AN URGENT NEED TO INJECT FRESH EQUITY
An interview with Ms Akram
Khatoon, President, First Women Bank
By SHABBIR H. KAZMI
Jun 26 - Jul 02, 2000
The Government of Pakistan (GoP) has been playing an active role in the
restructuring of financial sector in the country. State Bank of Pakistan (SBP) had
injected Rs 9 billion in Habib Bank Limited (HBL) and Rs 21 billion in United Bank Limited
(UBL). Shareholders' equity of First Women Bank Limited (FWBL) has reduced to Rs 49
million from Rs 200 million due to forex losses encountered by the Bank in 1996. Even for
the recently announced Right Issue of HBL the central bank has paid Rs 8 billion.
Therefore, following the same cardinal principal the SBP should also inject fresh equity
in FWBL to bring it at par with other commercial banks. While shareholders' equity of a
large number of banks exceeded one billion rupees, the shareholder's equity of FWBL was Rs
49 million as on December 31, 1999.
It has been said repeatedly that imprudent policies of the GOP often
renders economically viable units into loss making entities. The same seems to be true
with FWBL. It has a very clearly defined mandate of extending micro-credit to women
entrepreneurs. However, during the first regime of Nawaz Sharif, the Bank was asked to
extend credit/finance 'Yellow Cabs Scheme". The Bank had disbursed around Rs 21
million under the scheme out of which over Rs 4 million is still outstanding against 43
clients. Out of this amount Rs 3.45 million is under classified category.
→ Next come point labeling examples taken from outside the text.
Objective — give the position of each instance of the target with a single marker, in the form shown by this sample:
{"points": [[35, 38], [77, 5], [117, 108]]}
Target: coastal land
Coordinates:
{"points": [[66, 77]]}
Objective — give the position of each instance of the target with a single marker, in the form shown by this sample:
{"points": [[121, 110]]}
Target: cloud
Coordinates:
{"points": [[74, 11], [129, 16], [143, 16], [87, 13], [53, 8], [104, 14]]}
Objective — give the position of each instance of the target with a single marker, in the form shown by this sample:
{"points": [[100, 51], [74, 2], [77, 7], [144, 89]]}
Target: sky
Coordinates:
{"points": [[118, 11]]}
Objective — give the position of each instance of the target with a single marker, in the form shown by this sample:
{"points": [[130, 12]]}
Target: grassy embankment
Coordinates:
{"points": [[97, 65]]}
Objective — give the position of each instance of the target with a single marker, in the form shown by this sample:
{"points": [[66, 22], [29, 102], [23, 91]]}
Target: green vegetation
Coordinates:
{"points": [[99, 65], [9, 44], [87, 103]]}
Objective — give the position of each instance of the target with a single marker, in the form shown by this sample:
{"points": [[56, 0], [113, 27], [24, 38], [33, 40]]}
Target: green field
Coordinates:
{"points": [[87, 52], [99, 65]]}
According to President of the Bank, Ms Akram Khatoon, "One cannot
say with certainty anything about the future of the Bank. The GoP initiated privatization
of FWBL in 1997 and even bids were received. But one of the women forum filed suit against
privatization of the Bank. The strategic buyer from UAE when came to know about the
mandate of the Bank also went into litigation with the Privatization Commission. Over the
past two years the employees are working under high level of uncertainty, their salaries
have not been raised and there is acute shortage of personnel. Globally the turnover of
women workers is high, it is even higher in Pakistan because most of the women are unable
to continue their professional career after marriage. Due to this phenomena and
restriction on fresh recruitment the Bank faces shortage of employees. The result is that
existing employees are overburdened. Therefore, it is necessary that the government must
decide the fate of FWBL urgently."
Though, FWBL is a commercial bank, it was established with a specific
mandate extending credit to women entrepreneurs and also to develop entrepreneurial
skills among women. FWBL is also headed and managed by women. The Bank had incurred huge
losses in 1996 but has been posting profit since 1997. Since its establishment, FWBL has
extended entrepreneurial skills programme for over 21,000 women. The average employment
creation by women borrowers is about four. FWBL mainly extends micro-credit ranging from
Rs 25,000 to Rs 50,000. Credits are extended to urban as well as rural women through its
38 branches spread all over the country, added Khatoon.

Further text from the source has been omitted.